Bei allen Vorteilen, die das Zusammenleben mit einem Haustier bietet, so bringt die Haltung eines Tieres doch eine Reihe von Pflichten mit sich. Hin und wieder können auch Schwierigkeiten im Alltag auftauchen, die für alle Familienmitglieder eine große Herausforderung darstellen. Manche Probleme sind jedoch bereits im Vorfeld zu vermeiden, wenn die Entscheidungsfindung nicht nur mit dem Herzen, sondern auch mit dem Verstand geschieht.

Ob es ein Hund, eine Katze oder eine Maus sein soll, die Tierart ist relativ schnell klar – schwieriger wird es dann schon, sich für ein bestimmtes Tier zu entscheiden.

Grundsätzlich gilt, persönliche Vorlieben bezüglich der Ästhetik sollten in den Hintergrund treten: auch in der Mensch-Tier-Beziehung zählen die inneren Werte. Das Tier muss von seiner Persönlichkeit, rassetypischen Eigenheiten, seiner Erfahrung und seinen Bedürfnissen in die Familie und deren Lebensumfeld passen.

Dass alle Familienmitglieder der Anschaffung zustimmen müssen, versteht sich von selbst, ansonsten ist der Ärger innerhalb der Familie vorprogrammiert, wenn normales, arttypisches Verhalten auf Unverständnis und Missfallen stößt, seien es die „Geschenke“ von Freigängerkatzen auf dem Wohnzimmerteppich oder das Anzeigeverhalten des Hundes, wenn der Postbote klingelt. Auch sollte das neue Tier zu bereits vorhandenen Familientieren passen: eine Katze mit einem Meerschweinchen zu vergesellschaften kann eine schlechte Idee sein, das passt viel zu gut ins Beuteschema.

Hilfreich ist es in jedem Fall, im Vorhinein familienintern zumindest grob die Verantwortlichkeiten festzulegen, d.h. im Klartext wer ist wann für was zuständig.

Wenn man zur Miete wohnt, sollte man vor der Anschaffung eines Hundes oder einer Katze die schriftliche Genehmigung des Vermieters zur Tierhaltung einholen.

Seine Nachbarn muss zwar rein rechtlich niemand fragen, im Sinne es entspannten Nebeneinanderlebens, ist es allerdings beispielsweise wenig ratsam, sich einen Freigänger ins Haus zu holen, wenn nebenan ein erklärter Katzenhasser wohnt.

Des Weiteren sind die Kosten ein nicht zu unterschätzender Aspekt: die Kosten der Anschaffung in Form des Kaufpreises, Tiermöbel und Pflegeutensilien, Futter, evtl.

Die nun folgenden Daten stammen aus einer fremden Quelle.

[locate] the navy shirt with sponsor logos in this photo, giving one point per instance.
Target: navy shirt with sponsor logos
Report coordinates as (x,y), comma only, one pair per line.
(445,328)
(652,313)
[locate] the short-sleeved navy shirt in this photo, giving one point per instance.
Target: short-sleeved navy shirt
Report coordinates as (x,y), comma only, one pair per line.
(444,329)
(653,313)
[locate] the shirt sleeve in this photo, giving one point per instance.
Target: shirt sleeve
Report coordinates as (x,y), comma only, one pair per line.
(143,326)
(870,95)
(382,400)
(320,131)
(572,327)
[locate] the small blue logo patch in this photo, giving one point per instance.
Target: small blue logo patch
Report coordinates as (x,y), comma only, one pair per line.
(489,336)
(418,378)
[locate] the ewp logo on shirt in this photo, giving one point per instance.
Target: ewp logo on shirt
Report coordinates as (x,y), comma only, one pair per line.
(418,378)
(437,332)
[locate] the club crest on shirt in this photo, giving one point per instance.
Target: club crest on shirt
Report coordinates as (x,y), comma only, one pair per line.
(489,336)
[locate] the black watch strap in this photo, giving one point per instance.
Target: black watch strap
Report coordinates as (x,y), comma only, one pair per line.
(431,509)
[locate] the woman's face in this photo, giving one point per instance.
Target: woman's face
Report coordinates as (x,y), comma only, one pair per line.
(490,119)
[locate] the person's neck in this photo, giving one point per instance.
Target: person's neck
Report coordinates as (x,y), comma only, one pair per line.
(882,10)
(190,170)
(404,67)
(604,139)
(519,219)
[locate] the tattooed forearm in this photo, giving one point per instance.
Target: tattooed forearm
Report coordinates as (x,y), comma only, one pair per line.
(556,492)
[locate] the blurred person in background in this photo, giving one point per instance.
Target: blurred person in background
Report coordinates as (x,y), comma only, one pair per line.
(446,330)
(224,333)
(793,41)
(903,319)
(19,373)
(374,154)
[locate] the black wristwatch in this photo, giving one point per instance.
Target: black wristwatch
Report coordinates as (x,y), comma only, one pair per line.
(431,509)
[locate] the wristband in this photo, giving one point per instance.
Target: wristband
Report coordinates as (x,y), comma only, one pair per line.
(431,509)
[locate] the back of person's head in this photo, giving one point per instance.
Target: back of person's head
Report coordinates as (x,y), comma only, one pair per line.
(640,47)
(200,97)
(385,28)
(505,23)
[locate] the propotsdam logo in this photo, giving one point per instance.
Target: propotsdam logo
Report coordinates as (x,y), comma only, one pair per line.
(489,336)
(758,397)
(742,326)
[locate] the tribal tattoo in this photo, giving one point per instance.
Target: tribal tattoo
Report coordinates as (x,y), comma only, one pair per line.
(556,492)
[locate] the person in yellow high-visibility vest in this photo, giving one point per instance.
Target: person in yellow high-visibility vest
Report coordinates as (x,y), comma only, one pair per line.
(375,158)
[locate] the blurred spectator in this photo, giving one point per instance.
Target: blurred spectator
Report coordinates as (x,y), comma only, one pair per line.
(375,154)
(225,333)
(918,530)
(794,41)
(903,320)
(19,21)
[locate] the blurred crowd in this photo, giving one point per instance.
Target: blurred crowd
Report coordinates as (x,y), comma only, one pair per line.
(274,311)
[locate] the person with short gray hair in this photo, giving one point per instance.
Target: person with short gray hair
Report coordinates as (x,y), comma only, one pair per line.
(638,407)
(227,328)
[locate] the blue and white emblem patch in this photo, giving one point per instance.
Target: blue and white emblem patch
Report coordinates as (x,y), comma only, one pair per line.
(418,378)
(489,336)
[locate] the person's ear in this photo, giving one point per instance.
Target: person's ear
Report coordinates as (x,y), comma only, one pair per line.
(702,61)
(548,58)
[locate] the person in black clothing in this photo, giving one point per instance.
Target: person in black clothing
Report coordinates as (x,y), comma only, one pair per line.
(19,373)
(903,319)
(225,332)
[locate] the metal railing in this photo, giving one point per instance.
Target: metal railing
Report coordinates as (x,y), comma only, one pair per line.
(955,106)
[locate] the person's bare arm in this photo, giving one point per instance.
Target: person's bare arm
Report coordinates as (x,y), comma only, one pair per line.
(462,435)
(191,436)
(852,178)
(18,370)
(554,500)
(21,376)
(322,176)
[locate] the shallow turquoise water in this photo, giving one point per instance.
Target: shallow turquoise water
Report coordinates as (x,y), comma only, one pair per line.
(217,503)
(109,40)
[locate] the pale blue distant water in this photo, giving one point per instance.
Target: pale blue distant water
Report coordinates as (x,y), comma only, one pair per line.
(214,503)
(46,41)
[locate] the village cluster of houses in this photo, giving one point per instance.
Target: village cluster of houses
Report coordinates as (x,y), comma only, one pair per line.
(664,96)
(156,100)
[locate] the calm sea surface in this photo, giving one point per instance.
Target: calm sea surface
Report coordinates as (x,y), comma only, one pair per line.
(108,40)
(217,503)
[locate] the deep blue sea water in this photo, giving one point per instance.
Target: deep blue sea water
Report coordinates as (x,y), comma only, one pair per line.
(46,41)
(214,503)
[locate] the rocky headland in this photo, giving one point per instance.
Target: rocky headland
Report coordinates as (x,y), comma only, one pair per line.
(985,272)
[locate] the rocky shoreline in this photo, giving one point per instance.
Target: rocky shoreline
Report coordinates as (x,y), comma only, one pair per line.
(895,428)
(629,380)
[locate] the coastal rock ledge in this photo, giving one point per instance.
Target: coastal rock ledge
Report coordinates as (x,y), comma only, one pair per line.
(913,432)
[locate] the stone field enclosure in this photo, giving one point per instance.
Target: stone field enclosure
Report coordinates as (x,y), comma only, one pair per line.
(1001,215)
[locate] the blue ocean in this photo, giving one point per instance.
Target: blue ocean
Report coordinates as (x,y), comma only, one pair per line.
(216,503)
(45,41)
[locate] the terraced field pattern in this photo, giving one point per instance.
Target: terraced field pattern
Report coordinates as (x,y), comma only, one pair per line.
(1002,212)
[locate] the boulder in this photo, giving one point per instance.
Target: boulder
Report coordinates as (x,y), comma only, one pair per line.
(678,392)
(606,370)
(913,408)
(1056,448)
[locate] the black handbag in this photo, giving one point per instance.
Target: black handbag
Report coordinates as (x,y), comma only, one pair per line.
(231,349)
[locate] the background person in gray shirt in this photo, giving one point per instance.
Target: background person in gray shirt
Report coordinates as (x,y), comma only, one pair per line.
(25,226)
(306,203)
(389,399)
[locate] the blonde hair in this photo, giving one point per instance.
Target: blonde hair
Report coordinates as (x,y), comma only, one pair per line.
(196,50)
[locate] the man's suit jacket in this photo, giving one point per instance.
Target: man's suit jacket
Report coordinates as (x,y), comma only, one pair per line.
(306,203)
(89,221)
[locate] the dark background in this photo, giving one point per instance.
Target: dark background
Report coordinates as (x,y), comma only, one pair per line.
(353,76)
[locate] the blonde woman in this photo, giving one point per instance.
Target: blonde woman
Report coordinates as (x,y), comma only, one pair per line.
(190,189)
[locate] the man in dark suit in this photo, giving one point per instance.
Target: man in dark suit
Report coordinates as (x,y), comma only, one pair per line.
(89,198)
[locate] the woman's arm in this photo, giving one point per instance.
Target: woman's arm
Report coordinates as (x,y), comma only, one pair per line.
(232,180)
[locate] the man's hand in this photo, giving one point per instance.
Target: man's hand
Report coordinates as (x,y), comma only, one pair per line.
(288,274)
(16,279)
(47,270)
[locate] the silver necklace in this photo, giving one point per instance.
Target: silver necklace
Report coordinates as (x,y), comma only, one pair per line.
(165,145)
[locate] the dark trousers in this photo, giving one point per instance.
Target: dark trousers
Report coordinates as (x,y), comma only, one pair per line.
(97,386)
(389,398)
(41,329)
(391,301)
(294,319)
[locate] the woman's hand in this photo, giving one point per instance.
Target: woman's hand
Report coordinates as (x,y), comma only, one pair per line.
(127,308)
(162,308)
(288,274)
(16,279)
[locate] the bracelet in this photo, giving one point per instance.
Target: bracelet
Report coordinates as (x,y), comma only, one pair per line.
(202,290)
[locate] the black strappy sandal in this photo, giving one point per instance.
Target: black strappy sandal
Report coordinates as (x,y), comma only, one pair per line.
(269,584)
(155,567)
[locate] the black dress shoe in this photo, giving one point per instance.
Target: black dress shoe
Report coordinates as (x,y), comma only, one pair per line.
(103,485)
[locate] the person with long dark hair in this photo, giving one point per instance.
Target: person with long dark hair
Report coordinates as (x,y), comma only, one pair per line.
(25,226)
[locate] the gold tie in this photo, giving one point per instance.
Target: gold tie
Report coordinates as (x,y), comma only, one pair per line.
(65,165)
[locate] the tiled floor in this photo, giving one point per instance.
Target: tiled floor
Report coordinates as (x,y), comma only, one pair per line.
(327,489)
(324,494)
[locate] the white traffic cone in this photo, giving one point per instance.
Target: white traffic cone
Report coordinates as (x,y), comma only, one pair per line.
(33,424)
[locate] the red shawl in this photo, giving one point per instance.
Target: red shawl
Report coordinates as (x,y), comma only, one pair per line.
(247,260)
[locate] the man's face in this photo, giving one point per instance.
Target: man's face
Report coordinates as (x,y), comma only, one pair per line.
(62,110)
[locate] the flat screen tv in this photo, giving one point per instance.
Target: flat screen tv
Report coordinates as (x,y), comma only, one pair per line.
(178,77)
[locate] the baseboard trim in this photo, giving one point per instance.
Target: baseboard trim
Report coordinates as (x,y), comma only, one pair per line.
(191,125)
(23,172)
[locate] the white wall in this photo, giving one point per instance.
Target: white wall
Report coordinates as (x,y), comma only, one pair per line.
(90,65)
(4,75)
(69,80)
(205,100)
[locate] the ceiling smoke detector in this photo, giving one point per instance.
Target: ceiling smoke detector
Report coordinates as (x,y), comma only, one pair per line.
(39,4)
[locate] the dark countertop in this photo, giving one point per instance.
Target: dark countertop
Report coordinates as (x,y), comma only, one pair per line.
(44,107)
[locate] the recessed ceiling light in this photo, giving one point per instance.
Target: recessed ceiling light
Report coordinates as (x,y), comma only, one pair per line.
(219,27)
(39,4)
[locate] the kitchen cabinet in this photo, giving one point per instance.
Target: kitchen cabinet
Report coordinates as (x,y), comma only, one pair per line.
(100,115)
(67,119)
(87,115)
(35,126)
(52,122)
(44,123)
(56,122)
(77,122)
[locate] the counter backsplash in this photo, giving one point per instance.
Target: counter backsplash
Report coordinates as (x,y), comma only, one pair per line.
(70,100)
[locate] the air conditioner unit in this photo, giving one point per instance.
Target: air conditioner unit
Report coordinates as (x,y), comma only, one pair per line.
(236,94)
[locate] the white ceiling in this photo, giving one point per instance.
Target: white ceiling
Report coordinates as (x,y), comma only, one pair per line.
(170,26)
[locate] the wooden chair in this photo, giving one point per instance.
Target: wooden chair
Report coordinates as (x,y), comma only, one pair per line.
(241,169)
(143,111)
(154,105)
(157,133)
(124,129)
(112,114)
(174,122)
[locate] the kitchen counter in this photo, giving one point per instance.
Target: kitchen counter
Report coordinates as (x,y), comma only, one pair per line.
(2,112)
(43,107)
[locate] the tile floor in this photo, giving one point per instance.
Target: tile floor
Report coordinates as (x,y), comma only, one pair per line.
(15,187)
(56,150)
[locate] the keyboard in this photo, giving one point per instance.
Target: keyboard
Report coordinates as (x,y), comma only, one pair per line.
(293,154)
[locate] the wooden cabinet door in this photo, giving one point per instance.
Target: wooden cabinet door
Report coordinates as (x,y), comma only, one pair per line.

Steuer und Versicherung, Impfungen und sonstige Tierarztkosten, die unter Umständen Beträge erreichen können, die in keiner Relation zum Kaufpreis mehr stehen. Nichtsdestotrotz ist die medizinische Versorgung der Tiere zu gewährleisten! Ich erwähne dies besonders, da ich diesbezüglich schon böse Überraschungen erlebt habe.

Irgendwann stellt sich dann die Frage, woher das Tier denn stammen soll. Ob vom Tierschutz oder aus privater Hand über ein Zeitungsinserat, Mitleid ist stets ein schlechter Ratgeber. Oftmals sind es die Notfälle, deren Geschichte herzzerreißend dargestellt wird, bei denen Tierliebe und guter Wille nicht ausreicht. Diese Tiere haben sehr spezielle Bedürfnisse. Sie gehören in erfahrene Hände und ein Umfeld, dass sie nicht überfordert und in dem es möglich ist, mit ihren „Unzulänglichkeiten“ zu leben. Vor bösen Überraschungen ist man auch bei einem Rassetier, das man beim Züchter erwirbt, nicht gefeit, doch hier kann man mit der sorgfältigen Auswahl eines seriösen Züchters schon das meiste abfangen.